Dotkit is flexible in both directions: your scripts can use dotkit functions, and dotkit can orchestrate any external tool that runs from a shell command.

Get dotkit map, dotkit install, and dotkit ask as shell functions inside any script:

#!/bin/sh
set -eu
dotkit map 'brew install {{item}}' <<BODY
gh
ripgrep
neovim
BODY

Make sure that dotkit is installed on your PATH (the installer puts it at ~/.local/bin/), otherwise the shell functions won’t be found.

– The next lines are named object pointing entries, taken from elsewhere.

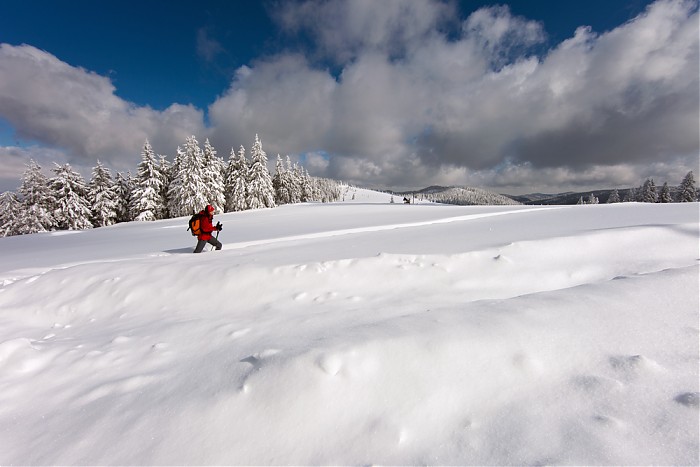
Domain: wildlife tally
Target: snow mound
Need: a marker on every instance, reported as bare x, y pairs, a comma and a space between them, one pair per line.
358, 333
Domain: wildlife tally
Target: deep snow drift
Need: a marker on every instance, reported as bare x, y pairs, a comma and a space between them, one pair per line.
357, 333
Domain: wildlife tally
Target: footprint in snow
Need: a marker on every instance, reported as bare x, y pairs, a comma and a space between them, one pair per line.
632, 366
688, 399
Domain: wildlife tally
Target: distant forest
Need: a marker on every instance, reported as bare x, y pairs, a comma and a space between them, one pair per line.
159, 190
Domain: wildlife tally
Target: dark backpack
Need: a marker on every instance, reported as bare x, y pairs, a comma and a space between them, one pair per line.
196, 224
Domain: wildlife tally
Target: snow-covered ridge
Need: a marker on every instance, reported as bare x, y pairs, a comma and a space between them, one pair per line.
357, 333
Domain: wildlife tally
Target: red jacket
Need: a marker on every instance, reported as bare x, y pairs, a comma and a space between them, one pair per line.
206, 226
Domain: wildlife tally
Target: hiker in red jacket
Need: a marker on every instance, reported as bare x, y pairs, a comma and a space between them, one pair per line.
206, 226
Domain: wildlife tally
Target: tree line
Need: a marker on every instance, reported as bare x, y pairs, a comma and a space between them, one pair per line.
160, 190
648, 192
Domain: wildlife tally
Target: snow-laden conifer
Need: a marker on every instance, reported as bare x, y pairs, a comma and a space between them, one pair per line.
124, 186
37, 202
614, 197
147, 202
188, 191
687, 192
165, 174
213, 169
278, 183
307, 191
665, 195
648, 192
102, 195
293, 181
236, 181
10, 212
72, 210
260, 193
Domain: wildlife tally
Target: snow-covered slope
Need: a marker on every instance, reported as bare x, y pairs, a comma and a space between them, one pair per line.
356, 333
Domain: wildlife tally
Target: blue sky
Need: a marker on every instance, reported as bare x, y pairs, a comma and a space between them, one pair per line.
386, 93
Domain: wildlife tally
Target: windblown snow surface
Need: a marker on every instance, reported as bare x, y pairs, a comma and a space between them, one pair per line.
362, 332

Dotkit doesn’t care what your scripts do. Anything that runs from a shell command can be orchestrated:

Ansible:

try command -v ansible
brew install ansible
---
ansible-playbook ~/dotkit/playbooks/site.yml

Homebrew Bundle:

configs/brew-bundle.sh
brew bundle --file=~/dotkit/Brewfile

Nix:

tools/nix.sh
try command -v nix
dotkit install https://nixos.org/nix/install -- --daemon
nix-env -iA nixpkgs.git

Stow:

dotfiles/link.sh
cd ~/dotkit/dotfiles
stow -t ~ .

dotkit parse FILE emits shell to stdout without executing. Pipe it into any executor:

Terminal window
dotkit parse setup.txt | sh
dotkit parse setup.txt | bash --login

Use this to integrate dotkit parsing into existing provisioning pipelines that already control execution.

Install dotkit CLI via Homebrew:

Terminal window
brew tap dotkit-run/cli
brew install dotkit

This makes dotkit available system-wide, so scripts can reference it without knowing the install path.